L'enquêteur, chef de groupe, en charge du dossier est très sceptique sur tout cela. Lui pense à une tentative de suicide. Mais bon sang... 2 balles... dans le thorax... c'est impossible ! Comme l'a dit le médecin, plus haut, celui qui se suicide se tire une balle dans la tête. Cela tourne dans ma tête. Rien n'est audible, pour moi. tout argument autre n'est pas recevable. Je ne suis pas convaincu.

La victime est à nouveau entendue quelques semaines plus tard. L'enquêteur lui pose un tas de question; lui soumet toutes les contradictions; les difficultés financières du commerce, les constatations... Finalement, il craque "Je vous demande pardon, je vais vous dire la vérité". Et il raconte, par le détail son histoire. Ses dettes, le chèque de son ancien employeur qu'il a écrit lui-même, déposé à la banque..; celui-là même qui était au fax, chez Francis. Le rejet du chèque, la peur des poursuites pénales, l'humiliation... et là, les pensées qui défilent... l'arme... le suicide qu'il veut maquiller pour que la famille touche l'assurance vie...

Tragique.

Cette affaire est, pour moi, l'exemple type de l'attention que l'on doit porter aux dossiers confiés, et au doute raisonnable que l'on peut toujours avoir.

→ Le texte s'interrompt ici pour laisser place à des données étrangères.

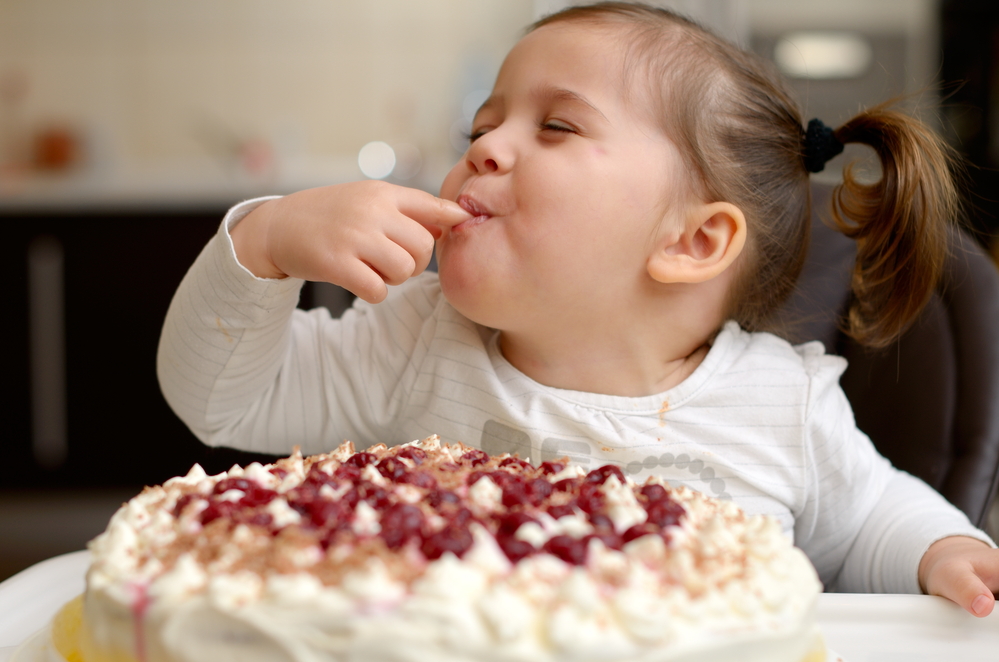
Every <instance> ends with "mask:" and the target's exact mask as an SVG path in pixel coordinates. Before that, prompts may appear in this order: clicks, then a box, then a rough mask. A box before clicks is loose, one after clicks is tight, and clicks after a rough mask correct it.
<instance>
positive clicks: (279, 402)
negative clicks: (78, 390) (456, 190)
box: [157, 183, 464, 453]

Le jour où la question s'est posée de savoir s'il fallait ou non plaider, devant le magistrat, pour un déferement, je me suis trompé. JE.ME.SUIS.TROMPE. Et je l'assume. Cette affaire m'a servie de leçon.

Fort heureusement, notre fonctionnement, celui du groupe, du service, des relations avec les magitrats, fait que la bonne décision a été prise. En l’espèce, par des gens à l'époque plus expérimentés que je ne l'étais. Et comme il se doit. Le doute a profité à celui qui était mis en cause.

Ce genre d'affaire doit nous rappeler que même ce que l'on pense impossible ne l'est pas forcément toujours. Oui, un homme a pu, ce jour-là, se tirer deux balles dans le ventre.